After Burgræd left, her mother bent down and whispered, “Quiet mouth, bright mind, little prickle.”
For a while it seemed nothing would change. Cian wouldn’t walk anywhere without his wooden sword and wicker shield, and he became tedious, issuing challenges to vicious branches or charging without notice at a shelf of mushrooms growing from a sickly birch. It made Hild’s time at the edges of things less than easy. How could she be still and listen and watch when Cian’s yell made the rooks croak and fly away or the deer bound into the undergrowth? How could she study an old dog fox who sat in the thin morning sunlight to comb his chest hair with his tongue, if he ducked into his run when Cian rolled and tumbled with invisible enemies in the leaves?
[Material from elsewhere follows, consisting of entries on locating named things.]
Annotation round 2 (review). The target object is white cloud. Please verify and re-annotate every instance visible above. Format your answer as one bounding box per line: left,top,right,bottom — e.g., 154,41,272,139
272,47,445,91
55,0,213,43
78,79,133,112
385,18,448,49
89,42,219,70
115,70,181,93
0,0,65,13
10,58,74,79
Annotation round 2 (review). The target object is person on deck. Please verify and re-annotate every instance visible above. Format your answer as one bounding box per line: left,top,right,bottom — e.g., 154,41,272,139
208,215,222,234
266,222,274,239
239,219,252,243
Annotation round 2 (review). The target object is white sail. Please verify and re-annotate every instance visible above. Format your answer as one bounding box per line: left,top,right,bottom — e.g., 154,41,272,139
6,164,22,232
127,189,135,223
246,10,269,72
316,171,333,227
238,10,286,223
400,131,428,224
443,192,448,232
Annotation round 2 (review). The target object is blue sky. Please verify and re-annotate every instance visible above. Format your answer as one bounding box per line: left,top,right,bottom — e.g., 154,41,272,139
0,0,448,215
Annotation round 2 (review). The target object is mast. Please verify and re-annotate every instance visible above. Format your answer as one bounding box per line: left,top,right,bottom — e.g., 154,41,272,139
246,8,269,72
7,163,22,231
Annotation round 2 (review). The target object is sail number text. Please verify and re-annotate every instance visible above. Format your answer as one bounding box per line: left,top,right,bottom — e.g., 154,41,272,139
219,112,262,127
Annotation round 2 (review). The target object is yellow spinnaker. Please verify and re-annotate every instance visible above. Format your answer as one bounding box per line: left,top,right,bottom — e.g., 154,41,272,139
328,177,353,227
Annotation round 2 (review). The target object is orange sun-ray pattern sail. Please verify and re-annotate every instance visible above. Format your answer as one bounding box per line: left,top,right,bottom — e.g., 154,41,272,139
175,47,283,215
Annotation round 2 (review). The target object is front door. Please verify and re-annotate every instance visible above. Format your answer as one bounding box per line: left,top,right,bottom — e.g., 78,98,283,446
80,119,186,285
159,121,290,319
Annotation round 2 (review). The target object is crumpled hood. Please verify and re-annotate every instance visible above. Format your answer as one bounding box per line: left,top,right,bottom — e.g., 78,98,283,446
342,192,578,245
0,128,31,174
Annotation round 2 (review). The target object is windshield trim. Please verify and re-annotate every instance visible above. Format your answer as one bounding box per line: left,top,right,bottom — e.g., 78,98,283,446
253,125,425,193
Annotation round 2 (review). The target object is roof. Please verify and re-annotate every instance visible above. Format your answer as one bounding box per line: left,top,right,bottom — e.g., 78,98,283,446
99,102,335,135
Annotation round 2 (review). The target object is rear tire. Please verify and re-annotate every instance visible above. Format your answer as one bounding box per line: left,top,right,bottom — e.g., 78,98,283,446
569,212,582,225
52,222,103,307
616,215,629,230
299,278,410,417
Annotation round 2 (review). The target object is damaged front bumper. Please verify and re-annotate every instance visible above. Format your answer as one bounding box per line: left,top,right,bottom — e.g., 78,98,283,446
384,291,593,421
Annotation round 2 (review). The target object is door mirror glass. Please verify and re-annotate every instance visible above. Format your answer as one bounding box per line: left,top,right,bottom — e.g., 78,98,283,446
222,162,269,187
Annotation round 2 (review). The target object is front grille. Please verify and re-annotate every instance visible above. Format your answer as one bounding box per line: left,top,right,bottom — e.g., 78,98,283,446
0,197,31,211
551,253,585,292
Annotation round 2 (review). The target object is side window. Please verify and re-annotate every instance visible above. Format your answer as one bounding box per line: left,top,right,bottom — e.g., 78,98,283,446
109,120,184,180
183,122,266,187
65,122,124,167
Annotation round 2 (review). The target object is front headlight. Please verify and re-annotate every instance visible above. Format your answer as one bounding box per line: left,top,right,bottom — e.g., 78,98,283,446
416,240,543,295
She helped Onnen collect eggs and was proud to break not a one, and tried to help gather hazelnuts with everyone else, though she had to be carried when the walking grew too much. She sat with Hereswith as her mother explained the sunwise and widdershins twist of spinning yarn and how by mixing the two you could make spin-patterned cloth. In the shadowy hall she listened to the cool clicking tiles of wealh bishops’ Latin and to old Ywain, when he was well, play the harp. She liked the sound of the old man’s voice as he warmed it to himself, then of the men setting aside their weapons, the thunk of heavy hilts laid down on the boards, and the bronze-and-gold sound of the strings. Hereswith said at home all Anglisc men took turns with the lyre, but Hild knew that was silly. How could warriors with their burst voices sing like Ywain? Besides, their real home had been overrun by Æthelfrith Iding’s war band before Hereswith had been born, and now the Idings were being driven out in turn by Edwin.
And then Hild would remember her father was dead and now she never would have a home, and she would hum along with Ywain’s heroic song and try to make her breastbone buzz the way she was sure Ywain’s did when he sang “ Calan hyddrev, tymp dydd yn edwi / Cynhwrv yn ebyr, llyr yn llenwii : The beginning of October, the falling off of the day / Tumult in the river mouth, filling up the shore. ” Tumult in the river mouth, she sang to herself, tumult in the river mouth.
* * *
And at the next new moon as the wind whipped there was tumult in the dark: tumult as someone bundled Hild in a cloak and carried her, tumult as Cian and Hereswith, Onnen and Breguswith, the gesiths—so few!—and their slaves boarded a boat. Tumult during the days as they beat north in the driving rain, the sea roaring like the elms in autumn. Tumult then at the river mouth, and at the dock far up the wide, wide river.
Torches hissed and fluttered and Hild was more or less asleep when she was carried down the gangplank, but she still saw the rich trappings of the horses there, and the gleam of jewelled hilts and brooches clasped at cloak necks. And she woke fully when an apple voice, so firm and round as to be almost scented, said, “Lady Breguswith, Edwin king welcomes you home.”
IN SOME WAYS, Hild’s new life was not so different. Her days, the court’s days, were ones of constant movement from royal vill to royal vill: Bebbanburg in the lean months for the safety of the rock walls and the cold grey sea, and Yeavering at the end of spring, when the cattle ate sweet new grass and the milk flowed rich with fat. Then south to the old emperor’s wall, to the small towns built of stone, and a day at Osric’s great house in Tinamutha, and a boat down the coast to that wide river mouth, wide as a sea, and up the river to Brough in early summer, and then, sometimes, Sancton, and always to Goodmanham’s slow river valley at summer’s height—the rolling wolds crimson with flowers, the skeps heavy with honey, and the fields waving with grain. Then the twenty-mile journey to York, with its strong walls, its river roads for carrying the last of the sweet apples and the first of the pears, and its high towers in case of bitter war, winter war.